Participation des agriculteurs dans la biodiversité en montagne

Le JA et le FNSEA, le Coop de France ainsi que les chambres d’agriculture ont choisi de s’engager dans la biodiversité.

Un engagement qui ne date pas d’hier

Afin de préserver la nature, les professionnels de l’agriculture ne cessent de chercher des moyens d’adapter leurs techniques agricoles pour préserver la flore. Depuis toujours, leur souci principal était la biodiversité. En région montagneuse, il est nécessaire de fournir des herbes de qualité pour leurs bêtes. Toutefois, la qualité de l’herbage repose en grande partie sur la biodiversité floristique.

En 2014, la FNSEA a publié les résultats d’une étude concernant les caractéristiques de la biodiversité en agriculture. Ces données ont pu répondre aux critiques portées contre les agriculteurs.

Les professionnels de l’agriculture et leur engagement

Les Chambres d’agriculture, le JA et FNSEA ainsi que le Coop de France ont fait savoir le détail de leur engagement : Les agriculteurs doivent protéger, mettre en valeur, consolider et restaurer la biodiversité.

D’après les partenaires agricoles, tous les acteurs participent à créer et à gérer la biodiversité. Ces projets environnementaux doivent être soutenus et reconnus afin que les agriculteurs puissent continuer leur travail. Concernant la reconnaissance en montagne, cela s’inscrit dans l’article du Code Rural L113-1.

L’importance de l’élevage en montagne

Même si l’élevage en montagne est critiqué pour défavoriser les animaux sauvages (lynx, ours, etc.), elle tient une place importante pour la biodiversité.
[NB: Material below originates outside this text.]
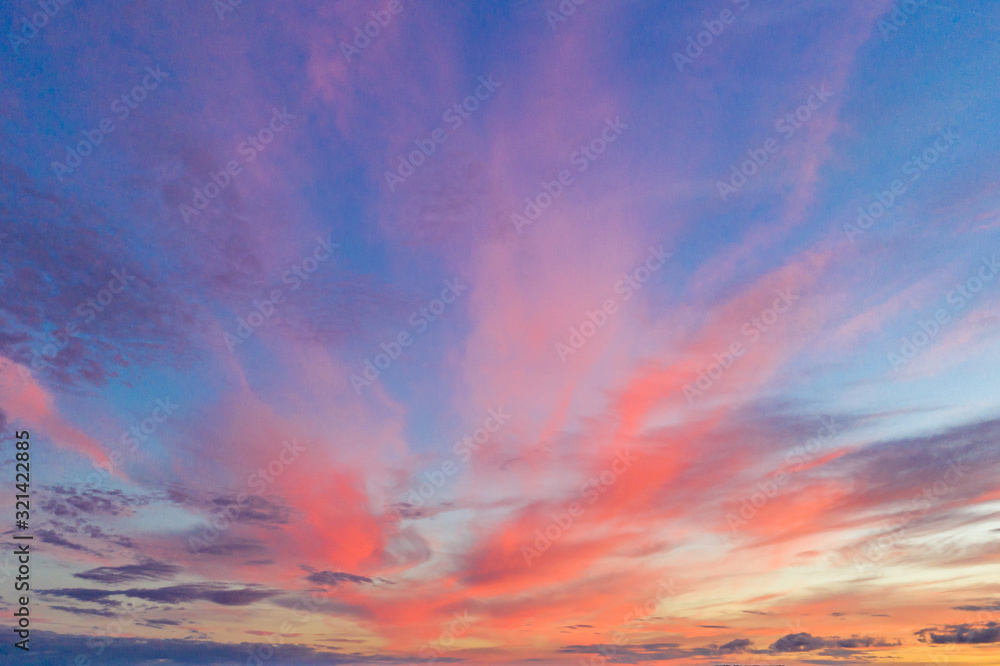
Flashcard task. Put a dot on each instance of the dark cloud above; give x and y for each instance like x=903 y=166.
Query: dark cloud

Le parc national des Pyrénées, par exemple, permet de reconquérir les estives intermédiaires.

En raison des désaccords politiques et la prolifération de grands prédateurs, le secteur agricole en montagne ne sait plus quel type de biodiversité la collectivité souhaite sur son territoire. D’autres questions se posent également : Est-ce seulement la faune sauvage qui doit être préservée ? L’élevage montagnard peut-il favoriser la faune insectivore ?… Mais ces interrogations n’ont jamais été mises au grand jour jusqu’à maintenant, car le militantisme écologique a préféré sauvegarder quelques espèces animales emblématiques qui ne sont pas réellement essentielles vis-à-vis de la biodiversité.
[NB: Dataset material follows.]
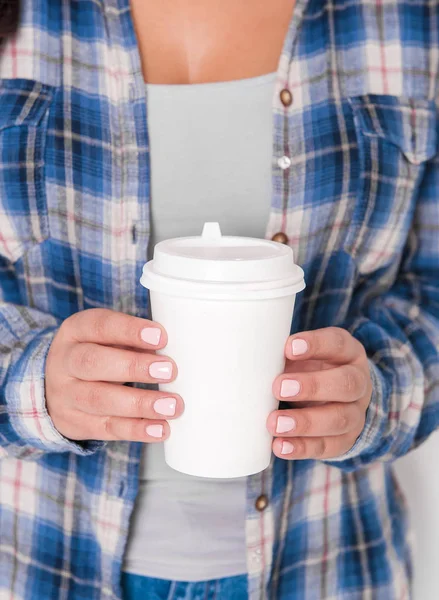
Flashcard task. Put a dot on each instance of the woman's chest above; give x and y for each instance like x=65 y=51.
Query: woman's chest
x=347 y=156
x=194 y=42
L’élevage montagnard a aussi favorisé au développement touristique de certaines zones. D’un côté, cela crée une diversité paysagère. D’un autre côté, cela a permis de créer des sentiers de randonnée, des villages, des maisons, etc.

La biodiversité est un contexte indissociable au développement durable. Elle prend en compte les problèmes environnementaux, les aspects socioéconomiques, l’écologie, etc.